Воеводе ответ Первохода не понравился.

– Сколько же нам еще идти? – проворчал он.

– Час, минуту, вечность… Я не знаю, воевода. Я не был в Гиблом месте больше трех лет. А здесь все меняется ежедневно. К тому же…

– В укрытие! Мушкеты к бою! – крикнул воевода раньше, чем Глеб успел увидеть то, что уже заметил своими старческими глазами Бранимир.

Воевода сбил Глеба плечом в овраг и прыгнул следом. А за ним в овраг попрыгали и другие ратники. Не прошло и десяти секунд, как прóклятый лес наполнился грохотом стрельбы.

Ратники, высунувшись из оврага, словно из окопа, палили из мушкетов по внезапному врагу. Глеб тоже сжимал в руках ольстру, но стрелять не спешил. То, что открылось его глазам, было столь поразительно, что он не мог произнести ни слова.

Бой длился уже минуту, когда Глеб наконец сбросил оцепенение и крикнул:

– Стойте! Не стреляйте! Отставить стрельбу, я сказал!

Он ударил одного из стрельцов по руке, затем схватил Бранимира за ворот полукафтана и хорошенько встряхнул. Благодаря столь решительным действиям Первохода, стрельба прекратилась.

– Почему ты запретил нам стрелять? – гневно спросил Бранимир.

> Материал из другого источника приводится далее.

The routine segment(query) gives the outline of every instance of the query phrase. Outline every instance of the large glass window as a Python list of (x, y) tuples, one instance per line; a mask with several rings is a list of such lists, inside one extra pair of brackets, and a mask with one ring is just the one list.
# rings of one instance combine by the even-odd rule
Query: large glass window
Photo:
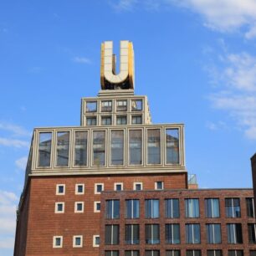
[(145, 217), (148, 218), (159, 218), (159, 200), (145, 200)]
[(166, 163), (178, 164), (179, 157), (179, 130), (166, 130)]
[(246, 198), (247, 217), (254, 218), (254, 200), (253, 198)]
[(93, 165), (105, 166), (105, 133), (94, 131), (93, 138)]
[(119, 225), (105, 225), (105, 243), (119, 244)]
[(76, 131), (74, 138), (74, 165), (87, 165), (87, 131)]
[(142, 131), (129, 131), (129, 164), (141, 165), (142, 163)]
[(218, 198), (207, 198), (204, 200), (206, 218), (219, 218)]
[(243, 243), (242, 225), (240, 223), (227, 224), (228, 243)]
[(180, 243), (180, 224), (166, 224), (166, 243)]
[(166, 218), (180, 218), (179, 199), (165, 200)]
[(256, 243), (256, 229), (255, 224), (248, 224), (248, 237), (249, 243)]
[(105, 218), (119, 218), (120, 202), (119, 200), (106, 200)]
[(186, 218), (199, 218), (199, 200), (185, 199)]
[(200, 224), (186, 224), (186, 243), (201, 243)]
[(125, 241), (126, 244), (140, 243), (140, 225), (125, 225)]
[(222, 233), (220, 224), (207, 224), (207, 238), (208, 243), (221, 243)]
[(124, 164), (124, 131), (111, 131), (111, 165)]
[(226, 217), (240, 218), (240, 199), (239, 198), (226, 198), (225, 199)]
[(140, 201), (137, 199), (125, 200), (125, 218), (140, 218)]
[(40, 132), (38, 145), (38, 166), (51, 165), (52, 133)]
[(57, 132), (57, 166), (69, 166), (69, 131)]
[(147, 163), (161, 163), (160, 130), (147, 130)]
[(145, 225), (145, 239), (146, 244), (160, 243), (159, 224)]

– Ты ведь не слепец, воевода. Неужели ты не видишь, что пули не причиняют им никакого вреда?

– Но они стреляют в нас!

Глеб покачал головой и жестко проговорил:

– Нет. Не в нас. Выгляни из оврага и посмотри на них внимательнее.

Воевода сдвинул брови, но послушался – дал стрельцам знак подождать, а затем осторожно выглянул из оврага. Стрельцы, держа пальцы на спусковых крючках своих мушкетов, последовали его примеру.